Quote Originally Posted by Col Forbin View Post
I agree with you on NY and CA, however, they do have very concentrated populations.

Maybe the term "landslide" was a little much, however in terms of electoral votes - it was a pretty steep margin of victor. On the other hand, when looking at all of the demographic and categorical breakdown of voters (age, race/ethnicity, religion, education, and income) - Obama had a larger percentage of votes in all of those categories, except only two (whites, and over 65 - both of which were by extremely narrow margins). I think it says a great deal about his popularity. It was not one or two demographic groups, he won the popular vote in almost every statistical category.
The point is, he should've won by a landslide.

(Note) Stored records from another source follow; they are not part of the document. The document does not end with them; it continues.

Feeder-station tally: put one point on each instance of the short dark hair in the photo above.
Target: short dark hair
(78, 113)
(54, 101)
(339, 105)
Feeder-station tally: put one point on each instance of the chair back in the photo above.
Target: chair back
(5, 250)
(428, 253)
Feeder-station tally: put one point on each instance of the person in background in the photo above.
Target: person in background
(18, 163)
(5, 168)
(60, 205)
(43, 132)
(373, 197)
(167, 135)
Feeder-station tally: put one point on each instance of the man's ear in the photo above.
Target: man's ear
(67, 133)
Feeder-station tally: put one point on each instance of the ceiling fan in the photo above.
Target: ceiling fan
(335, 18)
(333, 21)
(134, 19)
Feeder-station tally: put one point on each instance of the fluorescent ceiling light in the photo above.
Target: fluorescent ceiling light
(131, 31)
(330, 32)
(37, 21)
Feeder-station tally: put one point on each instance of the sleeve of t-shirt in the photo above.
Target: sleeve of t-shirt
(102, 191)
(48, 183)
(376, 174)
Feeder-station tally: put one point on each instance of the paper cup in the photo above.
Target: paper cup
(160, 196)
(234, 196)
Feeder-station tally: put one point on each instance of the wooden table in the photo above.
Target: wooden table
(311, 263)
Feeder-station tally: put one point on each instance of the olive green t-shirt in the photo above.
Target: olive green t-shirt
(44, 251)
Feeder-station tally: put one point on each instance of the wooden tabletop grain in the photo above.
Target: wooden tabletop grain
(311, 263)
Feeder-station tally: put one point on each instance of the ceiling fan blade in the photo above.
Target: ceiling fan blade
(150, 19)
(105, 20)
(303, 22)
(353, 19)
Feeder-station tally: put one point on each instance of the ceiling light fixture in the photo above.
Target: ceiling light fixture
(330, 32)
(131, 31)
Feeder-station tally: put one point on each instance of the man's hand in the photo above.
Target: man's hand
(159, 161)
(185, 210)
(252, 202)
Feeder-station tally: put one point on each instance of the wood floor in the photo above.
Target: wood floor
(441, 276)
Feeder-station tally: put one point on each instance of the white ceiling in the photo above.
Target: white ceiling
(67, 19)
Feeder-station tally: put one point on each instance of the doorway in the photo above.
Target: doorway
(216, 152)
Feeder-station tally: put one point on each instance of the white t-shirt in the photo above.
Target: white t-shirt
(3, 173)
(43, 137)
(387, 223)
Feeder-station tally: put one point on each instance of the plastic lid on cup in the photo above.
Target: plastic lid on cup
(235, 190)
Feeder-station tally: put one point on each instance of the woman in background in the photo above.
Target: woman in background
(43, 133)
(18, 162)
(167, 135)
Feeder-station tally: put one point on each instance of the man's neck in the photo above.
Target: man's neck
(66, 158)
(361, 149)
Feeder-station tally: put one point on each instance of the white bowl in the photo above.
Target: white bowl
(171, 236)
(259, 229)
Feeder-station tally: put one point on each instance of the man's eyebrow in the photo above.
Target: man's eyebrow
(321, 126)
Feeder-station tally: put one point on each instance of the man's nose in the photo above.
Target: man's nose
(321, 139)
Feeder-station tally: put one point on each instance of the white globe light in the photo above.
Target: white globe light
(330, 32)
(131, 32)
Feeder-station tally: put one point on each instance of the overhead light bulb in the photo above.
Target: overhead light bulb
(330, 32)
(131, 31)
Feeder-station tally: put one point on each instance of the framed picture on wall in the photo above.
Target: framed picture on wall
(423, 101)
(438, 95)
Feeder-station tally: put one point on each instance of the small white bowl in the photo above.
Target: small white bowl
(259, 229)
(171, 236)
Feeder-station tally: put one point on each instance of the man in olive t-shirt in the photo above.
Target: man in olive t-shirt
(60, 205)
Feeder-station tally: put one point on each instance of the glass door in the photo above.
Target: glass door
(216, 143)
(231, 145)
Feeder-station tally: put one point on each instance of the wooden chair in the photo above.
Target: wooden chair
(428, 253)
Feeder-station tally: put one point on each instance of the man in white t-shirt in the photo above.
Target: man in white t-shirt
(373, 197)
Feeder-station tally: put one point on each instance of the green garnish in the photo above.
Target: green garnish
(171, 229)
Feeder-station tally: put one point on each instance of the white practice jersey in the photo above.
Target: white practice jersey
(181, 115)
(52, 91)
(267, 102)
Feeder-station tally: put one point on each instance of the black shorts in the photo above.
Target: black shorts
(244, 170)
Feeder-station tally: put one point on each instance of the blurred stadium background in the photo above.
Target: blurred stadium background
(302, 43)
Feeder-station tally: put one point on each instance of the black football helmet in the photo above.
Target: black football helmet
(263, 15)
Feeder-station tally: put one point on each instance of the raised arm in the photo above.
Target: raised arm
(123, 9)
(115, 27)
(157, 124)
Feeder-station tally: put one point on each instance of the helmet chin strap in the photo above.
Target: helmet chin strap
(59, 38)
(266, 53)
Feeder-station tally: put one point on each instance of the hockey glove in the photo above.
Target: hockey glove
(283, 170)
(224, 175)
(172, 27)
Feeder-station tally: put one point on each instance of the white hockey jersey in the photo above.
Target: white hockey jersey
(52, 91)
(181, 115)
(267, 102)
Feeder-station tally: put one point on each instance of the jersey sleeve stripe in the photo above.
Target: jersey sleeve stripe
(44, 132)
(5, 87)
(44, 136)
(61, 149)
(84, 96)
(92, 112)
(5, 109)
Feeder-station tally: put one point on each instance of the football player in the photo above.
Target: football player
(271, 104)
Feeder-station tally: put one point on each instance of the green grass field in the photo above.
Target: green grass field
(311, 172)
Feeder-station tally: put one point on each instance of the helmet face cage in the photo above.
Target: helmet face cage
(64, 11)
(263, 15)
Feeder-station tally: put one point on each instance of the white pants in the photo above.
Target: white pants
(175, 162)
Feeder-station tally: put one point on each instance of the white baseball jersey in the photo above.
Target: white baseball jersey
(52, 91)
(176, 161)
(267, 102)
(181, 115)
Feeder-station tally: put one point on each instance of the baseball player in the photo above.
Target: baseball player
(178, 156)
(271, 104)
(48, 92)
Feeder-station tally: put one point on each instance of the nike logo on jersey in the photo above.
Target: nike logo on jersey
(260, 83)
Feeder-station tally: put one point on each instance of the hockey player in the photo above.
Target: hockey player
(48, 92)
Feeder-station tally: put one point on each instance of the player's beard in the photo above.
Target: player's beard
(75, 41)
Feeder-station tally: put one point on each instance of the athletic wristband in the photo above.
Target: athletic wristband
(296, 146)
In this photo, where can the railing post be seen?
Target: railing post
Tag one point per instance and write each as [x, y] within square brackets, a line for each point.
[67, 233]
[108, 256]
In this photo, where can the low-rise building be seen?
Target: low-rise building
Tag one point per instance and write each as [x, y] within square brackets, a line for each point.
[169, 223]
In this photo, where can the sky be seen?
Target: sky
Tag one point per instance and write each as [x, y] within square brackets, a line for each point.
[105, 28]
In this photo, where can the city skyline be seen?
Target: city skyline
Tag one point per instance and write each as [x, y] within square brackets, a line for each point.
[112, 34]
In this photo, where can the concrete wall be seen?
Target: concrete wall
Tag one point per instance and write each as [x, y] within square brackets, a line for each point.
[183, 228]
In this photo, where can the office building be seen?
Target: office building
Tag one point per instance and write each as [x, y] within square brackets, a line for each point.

With all the TV networks except FOX in his corner by a 7 to 3 margin, 3/4 of a billion dollars to spend (7 mil for the first political infomercial in history), the economy going sour, and an unpopular war, he still only got 52%. If you shaded in actual land mass of who won what, I'd bet it would show Obama winning most of the large cities with inner city populations and thus a smaller area overall, while most of the rest of America voted McCain.

New York state is a microcosm of the country really. I spent a summer building IT systems for a paper concern in Syracuse once, and the people out in the state's interior had no love for NY City. Because of it's superior numbers of people, the city sponges much of the state's tax money and forces their liberal ideaology on the rest of a fairly conservative state.